Power and Performance Evaluation
of Globally Asynchronous, Locally Synchronous Processors
April 30, 2002 Tuesday
Hamerschlag Hall 1112
4:00 p.m.
Diana Marculescu
Assistant Professor, Dept. of ECE, CMU
Due to increasing clock speeds, increasing design sizes and shrinking
technologies, it is becoming more and more challenging to distribute
a single global clock throughout a chip. In this talk, I will discuss
the effect of using a Globally Asynchronous Locally Synchronous
(GALS) organization for a superscalar, out-of-order processor, both
in terms of power and performance.

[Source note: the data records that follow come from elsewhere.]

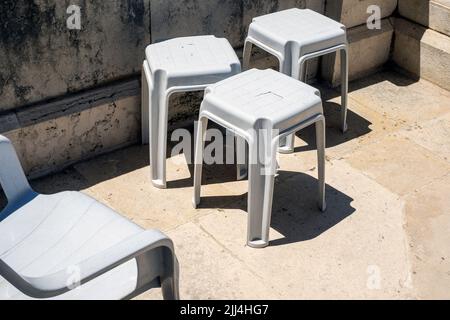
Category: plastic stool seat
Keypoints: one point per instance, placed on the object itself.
(310, 30)
(178, 65)
(261, 106)
(193, 61)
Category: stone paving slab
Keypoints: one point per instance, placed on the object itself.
(428, 225)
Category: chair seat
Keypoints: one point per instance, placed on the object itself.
(189, 61)
(56, 232)
(310, 30)
(255, 95)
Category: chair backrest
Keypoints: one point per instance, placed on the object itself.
(12, 178)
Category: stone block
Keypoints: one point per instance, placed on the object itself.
(422, 52)
(434, 14)
(354, 12)
(41, 58)
(368, 51)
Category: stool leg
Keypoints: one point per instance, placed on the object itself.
(247, 54)
(241, 158)
(198, 159)
(286, 143)
(321, 142)
(260, 193)
(145, 104)
(344, 88)
(158, 138)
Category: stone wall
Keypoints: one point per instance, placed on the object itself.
(422, 44)
(66, 95)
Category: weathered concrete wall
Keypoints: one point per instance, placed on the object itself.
(422, 40)
(93, 108)
(423, 52)
(41, 58)
(368, 49)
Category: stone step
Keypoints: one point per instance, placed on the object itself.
(422, 52)
(368, 51)
(434, 14)
(353, 13)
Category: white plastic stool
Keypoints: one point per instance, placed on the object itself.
(261, 106)
(295, 36)
(178, 65)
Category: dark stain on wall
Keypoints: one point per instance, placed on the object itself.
(136, 12)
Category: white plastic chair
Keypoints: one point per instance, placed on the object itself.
(69, 246)
(295, 36)
(261, 106)
(178, 65)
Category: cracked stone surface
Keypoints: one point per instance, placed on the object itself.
(384, 235)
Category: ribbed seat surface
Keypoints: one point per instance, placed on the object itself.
(312, 31)
(263, 94)
(56, 232)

To this end, we propose a novel
modeling and simulation environment for multiple clock cores with
static or dynamically variable voltages for each synchronous block.
Using this design exploration environment we were able to assess
the power/performance trade-offs available for Multiple Clock, Single
Voltage (MCSV), as well as Multiple Clock, Multiple Voltage (MCMV)
cores. Our results show that MCSV processors can be more power efficient
than their fully synchronous counterparts, at the expense of an
average 8% performance degradation. However, in some cases, the
extra execution time translates into more power consumption, thus
offsetting the power benefits of a global clockless design. On the
other hand, for some applications, a MCMV design can provide more
than 20% total energy savings with less than 7% performance reduction
when compared to the fully synchronous core. I will conclude the
talk with possible directions for future research and applications
of GALS in multiple speed/multiple voltage pipelines.
Diana Marculescu is an Assistant Professor
of ECE at Carnegie Mellon University. She has received her Ph.D. in
Computer Engineering in 1998 from University of Southern California
and her M.S. in Computer Science from "Politehnica" University of
Bucharest in 1991. Diana Marculescu is a recipient of a NSF Career
Award (2000) and a member of the organizing committee of the ACM/IEEE
Intl. Symposium on Low Power Electronics and Design. She also serves
on the technical program committee of several conferences, including
IEEE/ACM Intl. Conference on Computer-Aided Design and IEEE Design,
Automation and Test in Europe Conference. Her research interests are
in the area of energy aware computing, VLSI, computer architecture
and CAD for power modeling and estimation.